When Carl Linnaeus published the 10th edition of Systema Naturae in 1758, marking the start of zoological nomenclature, he set out three divisions of the Kingdom of Nature: rocks, plants and animals, "though all three exist in the lithophytes", the corals. He defined zoophytes as "a composite small organism, with both animal and plant characteristics". He acknowledged contributions from the coralline expert Ellis by describing him as a "lynx-eyed discoverer of zoophytes". In 1761 he wrote to Ellis that "zoophytes have a mere vegetable life, and are increased every year under their bark, like trees" as shown by growth rings on the trunk of Gorgonia, they are "therefore vegetables, with flowers like small animals.

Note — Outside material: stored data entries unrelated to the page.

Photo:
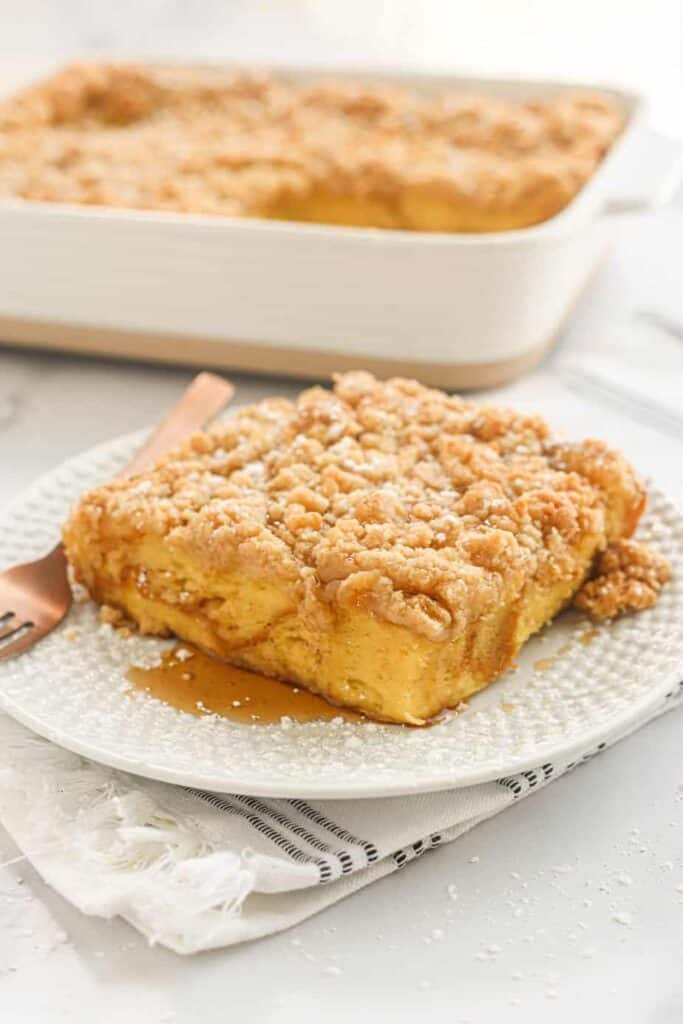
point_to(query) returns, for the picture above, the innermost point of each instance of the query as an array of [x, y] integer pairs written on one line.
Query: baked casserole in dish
[[331, 153]]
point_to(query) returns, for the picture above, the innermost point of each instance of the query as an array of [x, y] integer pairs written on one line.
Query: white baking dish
[[459, 310]]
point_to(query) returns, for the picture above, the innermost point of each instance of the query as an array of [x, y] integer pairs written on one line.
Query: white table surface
[[611, 844]]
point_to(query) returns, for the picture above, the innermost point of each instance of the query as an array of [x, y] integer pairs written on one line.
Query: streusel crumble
[[246, 144], [383, 544]]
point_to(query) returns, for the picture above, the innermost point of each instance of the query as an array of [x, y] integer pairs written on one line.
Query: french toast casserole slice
[[383, 544]]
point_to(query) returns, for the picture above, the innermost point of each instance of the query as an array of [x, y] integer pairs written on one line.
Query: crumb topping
[[422, 507], [214, 142], [628, 578]]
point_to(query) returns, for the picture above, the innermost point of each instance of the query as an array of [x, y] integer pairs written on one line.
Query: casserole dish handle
[[649, 171]]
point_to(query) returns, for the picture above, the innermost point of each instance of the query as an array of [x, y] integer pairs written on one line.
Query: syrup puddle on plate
[[202, 685]]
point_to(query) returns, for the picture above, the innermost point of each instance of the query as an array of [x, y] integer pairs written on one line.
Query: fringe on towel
[[113, 849]]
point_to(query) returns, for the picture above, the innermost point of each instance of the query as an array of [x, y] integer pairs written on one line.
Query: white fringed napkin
[[193, 870]]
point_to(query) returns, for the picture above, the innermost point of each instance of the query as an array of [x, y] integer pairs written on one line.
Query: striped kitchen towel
[[194, 870]]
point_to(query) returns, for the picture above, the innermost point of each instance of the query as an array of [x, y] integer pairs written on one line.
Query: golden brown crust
[[425, 509], [628, 578], [247, 144]]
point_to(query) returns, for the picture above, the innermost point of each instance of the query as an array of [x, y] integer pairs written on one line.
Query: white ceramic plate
[[72, 689]]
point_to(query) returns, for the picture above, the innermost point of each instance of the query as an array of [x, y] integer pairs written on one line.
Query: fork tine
[[15, 647]]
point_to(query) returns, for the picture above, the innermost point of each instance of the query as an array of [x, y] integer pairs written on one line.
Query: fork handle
[[201, 401]]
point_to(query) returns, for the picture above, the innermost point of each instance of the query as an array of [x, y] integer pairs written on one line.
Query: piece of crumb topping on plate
[[628, 577]]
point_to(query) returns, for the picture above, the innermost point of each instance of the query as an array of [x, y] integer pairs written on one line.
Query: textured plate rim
[[554, 751]]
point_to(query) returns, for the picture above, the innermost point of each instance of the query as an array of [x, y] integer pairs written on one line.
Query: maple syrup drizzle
[[203, 685]]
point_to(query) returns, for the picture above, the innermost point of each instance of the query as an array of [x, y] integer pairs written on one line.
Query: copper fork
[[36, 596]]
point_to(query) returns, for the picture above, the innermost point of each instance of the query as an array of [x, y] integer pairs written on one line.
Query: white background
[[603, 841]]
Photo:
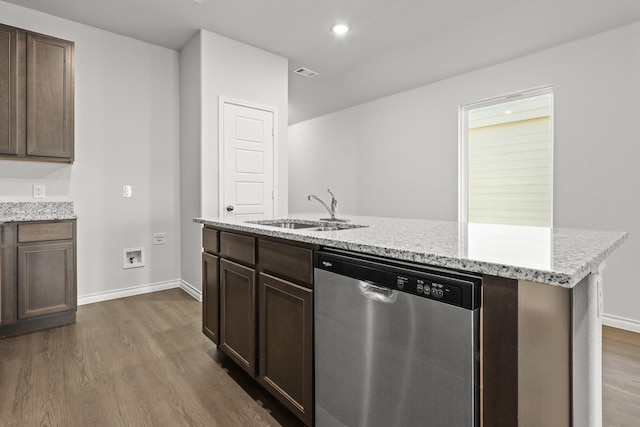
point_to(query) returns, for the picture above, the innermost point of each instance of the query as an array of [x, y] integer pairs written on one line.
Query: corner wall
[[126, 132], [406, 147], [233, 70]]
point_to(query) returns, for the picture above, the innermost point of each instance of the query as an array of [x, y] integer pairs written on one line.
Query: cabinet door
[[8, 94], [210, 298], [46, 282], [286, 344], [49, 97], [237, 314]]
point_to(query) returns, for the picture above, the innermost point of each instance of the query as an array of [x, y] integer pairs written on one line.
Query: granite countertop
[[35, 211], [555, 256]]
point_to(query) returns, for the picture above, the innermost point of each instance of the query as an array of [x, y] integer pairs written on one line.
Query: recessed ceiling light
[[340, 28]]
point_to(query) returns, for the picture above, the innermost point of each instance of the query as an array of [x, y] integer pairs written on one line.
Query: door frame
[[222, 101]]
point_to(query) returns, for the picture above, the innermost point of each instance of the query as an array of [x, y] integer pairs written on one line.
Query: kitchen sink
[[307, 225]]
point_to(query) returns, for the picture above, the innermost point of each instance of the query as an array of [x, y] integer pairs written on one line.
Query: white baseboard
[[128, 292], [195, 293], [621, 323]]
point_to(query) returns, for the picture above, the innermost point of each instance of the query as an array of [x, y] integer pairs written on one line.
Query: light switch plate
[[159, 238], [38, 191]]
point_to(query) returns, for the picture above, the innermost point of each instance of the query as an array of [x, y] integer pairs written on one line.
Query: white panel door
[[248, 162]]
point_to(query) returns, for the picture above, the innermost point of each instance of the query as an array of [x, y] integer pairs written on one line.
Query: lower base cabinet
[[237, 314], [37, 276], [286, 344], [258, 309]]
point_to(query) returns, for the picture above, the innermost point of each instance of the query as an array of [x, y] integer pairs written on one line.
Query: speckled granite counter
[[35, 211], [555, 256]]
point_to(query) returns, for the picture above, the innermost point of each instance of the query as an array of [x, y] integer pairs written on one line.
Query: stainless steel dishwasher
[[396, 344]]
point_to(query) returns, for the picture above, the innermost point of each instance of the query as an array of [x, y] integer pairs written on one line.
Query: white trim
[[192, 291], [463, 168], [621, 323], [222, 100], [463, 132], [129, 292]]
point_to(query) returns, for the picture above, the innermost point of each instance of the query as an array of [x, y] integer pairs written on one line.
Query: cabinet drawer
[[289, 261], [210, 240], [239, 247], [40, 232]]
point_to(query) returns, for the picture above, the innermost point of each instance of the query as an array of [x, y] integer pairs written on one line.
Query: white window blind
[[509, 161]]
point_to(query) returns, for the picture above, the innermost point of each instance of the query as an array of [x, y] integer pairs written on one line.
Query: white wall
[[234, 70], [190, 125], [406, 147], [126, 132]]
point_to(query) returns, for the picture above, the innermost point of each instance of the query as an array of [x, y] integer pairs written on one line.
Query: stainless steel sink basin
[[291, 225], [307, 225]]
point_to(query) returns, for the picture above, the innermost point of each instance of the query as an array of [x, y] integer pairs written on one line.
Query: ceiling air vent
[[306, 72]]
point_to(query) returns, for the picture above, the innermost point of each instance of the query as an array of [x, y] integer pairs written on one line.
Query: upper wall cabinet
[[36, 96]]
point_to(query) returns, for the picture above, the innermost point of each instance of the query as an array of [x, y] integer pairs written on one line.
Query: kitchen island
[[541, 303]]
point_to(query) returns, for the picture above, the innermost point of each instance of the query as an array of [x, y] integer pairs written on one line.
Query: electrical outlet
[[159, 238], [132, 258], [38, 191]]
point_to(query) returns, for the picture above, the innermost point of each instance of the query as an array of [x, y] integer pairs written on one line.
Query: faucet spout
[[331, 211]]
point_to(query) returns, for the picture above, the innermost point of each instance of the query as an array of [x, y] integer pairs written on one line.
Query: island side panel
[[499, 358], [587, 347], [544, 355]]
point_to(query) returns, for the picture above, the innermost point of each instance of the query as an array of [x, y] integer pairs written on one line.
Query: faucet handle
[[334, 201]]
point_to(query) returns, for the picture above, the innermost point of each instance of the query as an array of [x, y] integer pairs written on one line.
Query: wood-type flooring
[[137, 361], [143, 361]]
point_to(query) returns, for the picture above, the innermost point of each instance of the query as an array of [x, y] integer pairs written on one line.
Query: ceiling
[[394, 45]]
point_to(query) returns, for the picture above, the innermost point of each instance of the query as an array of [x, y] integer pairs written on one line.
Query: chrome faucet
[[331, 209]]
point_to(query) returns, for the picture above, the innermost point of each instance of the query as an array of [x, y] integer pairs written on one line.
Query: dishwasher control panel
[[438, 289], [450, 287]]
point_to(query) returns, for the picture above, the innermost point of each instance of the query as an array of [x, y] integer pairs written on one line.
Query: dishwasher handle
[[377, 293]]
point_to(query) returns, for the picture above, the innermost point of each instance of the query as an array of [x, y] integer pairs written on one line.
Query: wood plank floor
[[621, 378], [143, 361], [138, 361]]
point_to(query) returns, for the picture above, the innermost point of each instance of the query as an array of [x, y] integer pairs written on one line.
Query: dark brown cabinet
[[258, 308], [286, 344], [38, 266], [37, 95], [45, 279], [210, 297], [238, 314]]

As zoophytes are, many of them, covered with a stony coat, the Creator has been pleased that they should receive nourishment by their naked flowers. He has therefore furnished each with a pore, which we call a mouth." After wide research, in 1786 Ellis was still unconvinced "what or where the link is that divides the animal and vegetable kingdoms of Nature", and pressed Linnaeus to classify most as animals. He subsequently proposed that the animals of the corals construct their own structures, in a book completed by Daniel Solander.

Georges Cuvier in his Le Règne Animal of 1817 titled one of his four divisions (Embranchements) of the animal kingdom "Les Zoophytes ou Animaux Rayonnés". An 1834 English translation uses the term Radiata, and titles the division "The Zoophytes, or Animalia Radiata", an expanded 1840 translation notes that "Neither of these names is literally applicable, for all the animals in the division are not radiated; and the very name Zoophyte, 'plant - animal,' is a contradiction. In England, the term Zoophyte is much more restricted than in France, but it is equally inapplicable, excepting, perhaps, to those species, about which there are still disputes as to whether they are animals or vegetables." Despite its scientific obsolescence, Charles Darwin continued to use the term throughout his studies.